O debate movimentou o colégio e o resultado foi expresso em his­tórias em quadrinhos, esquetes teatrais e cartazes. Os participantes apren­deram que a etimologia da palavra pecado é errar o alvo e que a expres­são capital é relativa à cabeça. Então, como a cabeça dos dias atuais erra o alvo? Para Tatiana Escovedo, de 16 anos, os pecados de hoje são muito diferentes dos do passado:

– Eu tinha medo de engordar e acabei com problema de anorexia. Isto pode ser considerado um pecado porque eu estava prejudicando a minha vida. Para mim, a exagerada preocupação com o corpo perfeito é um pecado mais importante hoje do que a gula.

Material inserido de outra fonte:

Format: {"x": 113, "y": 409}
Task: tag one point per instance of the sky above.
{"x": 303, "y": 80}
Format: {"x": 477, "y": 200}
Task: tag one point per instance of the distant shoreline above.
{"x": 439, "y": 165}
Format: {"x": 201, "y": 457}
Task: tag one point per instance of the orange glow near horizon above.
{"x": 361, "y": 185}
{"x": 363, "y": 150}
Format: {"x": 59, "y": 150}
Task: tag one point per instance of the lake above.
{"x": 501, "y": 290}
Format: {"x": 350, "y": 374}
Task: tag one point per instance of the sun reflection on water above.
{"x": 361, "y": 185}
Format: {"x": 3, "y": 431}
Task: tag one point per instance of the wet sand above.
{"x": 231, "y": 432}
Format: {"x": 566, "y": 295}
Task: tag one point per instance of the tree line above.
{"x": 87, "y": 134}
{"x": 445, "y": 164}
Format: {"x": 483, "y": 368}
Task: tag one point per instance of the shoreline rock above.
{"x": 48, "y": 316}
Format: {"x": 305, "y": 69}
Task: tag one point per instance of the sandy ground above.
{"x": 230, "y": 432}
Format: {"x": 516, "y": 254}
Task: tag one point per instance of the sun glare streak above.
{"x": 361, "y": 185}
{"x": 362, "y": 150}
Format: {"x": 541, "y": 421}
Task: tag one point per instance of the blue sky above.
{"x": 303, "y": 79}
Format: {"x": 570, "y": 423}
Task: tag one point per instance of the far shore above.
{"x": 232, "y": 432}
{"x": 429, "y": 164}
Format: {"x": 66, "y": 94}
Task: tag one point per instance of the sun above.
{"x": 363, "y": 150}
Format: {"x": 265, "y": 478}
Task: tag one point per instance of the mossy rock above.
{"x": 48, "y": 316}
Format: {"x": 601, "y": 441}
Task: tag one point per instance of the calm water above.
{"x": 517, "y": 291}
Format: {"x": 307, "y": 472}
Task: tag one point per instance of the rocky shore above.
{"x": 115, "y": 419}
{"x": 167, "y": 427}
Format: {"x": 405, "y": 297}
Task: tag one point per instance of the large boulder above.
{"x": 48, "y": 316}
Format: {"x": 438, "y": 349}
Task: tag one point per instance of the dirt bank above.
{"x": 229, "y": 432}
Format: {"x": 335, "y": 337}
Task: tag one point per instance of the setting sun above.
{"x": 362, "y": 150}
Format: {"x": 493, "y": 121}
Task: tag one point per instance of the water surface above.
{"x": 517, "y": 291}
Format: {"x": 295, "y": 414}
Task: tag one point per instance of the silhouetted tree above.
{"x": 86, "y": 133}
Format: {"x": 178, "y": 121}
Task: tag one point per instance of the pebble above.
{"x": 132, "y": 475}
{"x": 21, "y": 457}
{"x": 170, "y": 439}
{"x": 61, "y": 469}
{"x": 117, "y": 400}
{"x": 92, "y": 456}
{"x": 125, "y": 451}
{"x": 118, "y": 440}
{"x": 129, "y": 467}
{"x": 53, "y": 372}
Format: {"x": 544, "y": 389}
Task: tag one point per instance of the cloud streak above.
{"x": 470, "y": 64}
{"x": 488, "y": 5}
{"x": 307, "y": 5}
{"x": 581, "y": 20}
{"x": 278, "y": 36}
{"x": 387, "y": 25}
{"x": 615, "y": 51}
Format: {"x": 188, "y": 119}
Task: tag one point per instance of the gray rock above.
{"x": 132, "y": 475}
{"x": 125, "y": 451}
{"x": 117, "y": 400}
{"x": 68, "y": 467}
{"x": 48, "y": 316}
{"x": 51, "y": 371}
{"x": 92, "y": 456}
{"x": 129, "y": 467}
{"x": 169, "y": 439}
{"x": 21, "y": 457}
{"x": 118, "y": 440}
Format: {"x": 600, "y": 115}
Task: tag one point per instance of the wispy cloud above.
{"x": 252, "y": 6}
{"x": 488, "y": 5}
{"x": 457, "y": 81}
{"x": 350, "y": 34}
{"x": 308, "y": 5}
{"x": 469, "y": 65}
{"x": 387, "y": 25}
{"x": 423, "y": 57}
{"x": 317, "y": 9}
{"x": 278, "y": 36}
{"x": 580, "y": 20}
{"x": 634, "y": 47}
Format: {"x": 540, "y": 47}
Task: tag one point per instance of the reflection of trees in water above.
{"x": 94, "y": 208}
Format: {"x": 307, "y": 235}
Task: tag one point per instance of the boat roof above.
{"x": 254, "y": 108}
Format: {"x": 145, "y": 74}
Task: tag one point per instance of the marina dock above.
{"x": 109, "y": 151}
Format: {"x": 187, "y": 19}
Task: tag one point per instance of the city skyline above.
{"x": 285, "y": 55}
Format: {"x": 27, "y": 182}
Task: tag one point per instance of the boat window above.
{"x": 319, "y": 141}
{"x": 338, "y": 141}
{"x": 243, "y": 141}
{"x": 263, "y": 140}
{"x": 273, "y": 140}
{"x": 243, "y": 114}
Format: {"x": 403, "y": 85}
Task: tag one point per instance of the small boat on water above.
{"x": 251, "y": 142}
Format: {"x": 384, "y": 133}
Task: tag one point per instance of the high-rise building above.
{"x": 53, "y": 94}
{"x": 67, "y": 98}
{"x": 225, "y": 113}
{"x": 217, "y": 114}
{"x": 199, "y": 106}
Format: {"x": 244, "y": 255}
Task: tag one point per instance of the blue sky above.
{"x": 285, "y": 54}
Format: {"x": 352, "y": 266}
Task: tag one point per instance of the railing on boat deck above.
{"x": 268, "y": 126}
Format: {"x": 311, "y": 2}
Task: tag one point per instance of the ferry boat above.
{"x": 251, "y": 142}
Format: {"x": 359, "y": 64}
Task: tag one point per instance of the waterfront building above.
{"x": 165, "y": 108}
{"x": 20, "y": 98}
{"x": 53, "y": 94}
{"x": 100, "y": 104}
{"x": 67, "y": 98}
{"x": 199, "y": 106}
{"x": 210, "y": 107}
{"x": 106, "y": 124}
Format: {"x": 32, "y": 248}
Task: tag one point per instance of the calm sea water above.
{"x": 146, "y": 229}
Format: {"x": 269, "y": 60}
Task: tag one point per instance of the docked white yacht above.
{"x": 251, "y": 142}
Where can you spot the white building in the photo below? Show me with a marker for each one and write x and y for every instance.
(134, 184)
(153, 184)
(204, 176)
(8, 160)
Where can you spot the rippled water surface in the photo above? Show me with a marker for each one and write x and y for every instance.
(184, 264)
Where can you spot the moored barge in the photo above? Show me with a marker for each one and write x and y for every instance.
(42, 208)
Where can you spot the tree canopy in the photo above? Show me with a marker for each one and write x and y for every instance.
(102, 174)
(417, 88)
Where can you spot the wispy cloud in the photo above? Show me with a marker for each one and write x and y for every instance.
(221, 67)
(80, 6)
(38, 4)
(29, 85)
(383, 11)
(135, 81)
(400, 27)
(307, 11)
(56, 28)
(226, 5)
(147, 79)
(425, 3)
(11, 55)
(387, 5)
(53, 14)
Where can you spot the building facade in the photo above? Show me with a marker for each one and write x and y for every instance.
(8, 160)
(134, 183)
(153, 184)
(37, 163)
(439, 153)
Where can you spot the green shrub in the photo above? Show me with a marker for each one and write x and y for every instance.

Já Paulo Henrique Costa, de 17 anos, defende que o pecado como descreve a religião católica tem de ser reavaliado nos dias de hoje:

– Se você tem inveja de algum amigo e resolve correr atrás para conseguir o que ele tem, sem prejudicar ninguém, isto não pode ser con­siderado pecado.

Para Igor Sacramento, estudante do Liceu, de 16 anos, os pecados capitais foram criados pela Igreja Católica para impedir que o ser huma­no ultrapassasse alguns limites e principalmente os jovens têm dificulda­de de aceitar isso.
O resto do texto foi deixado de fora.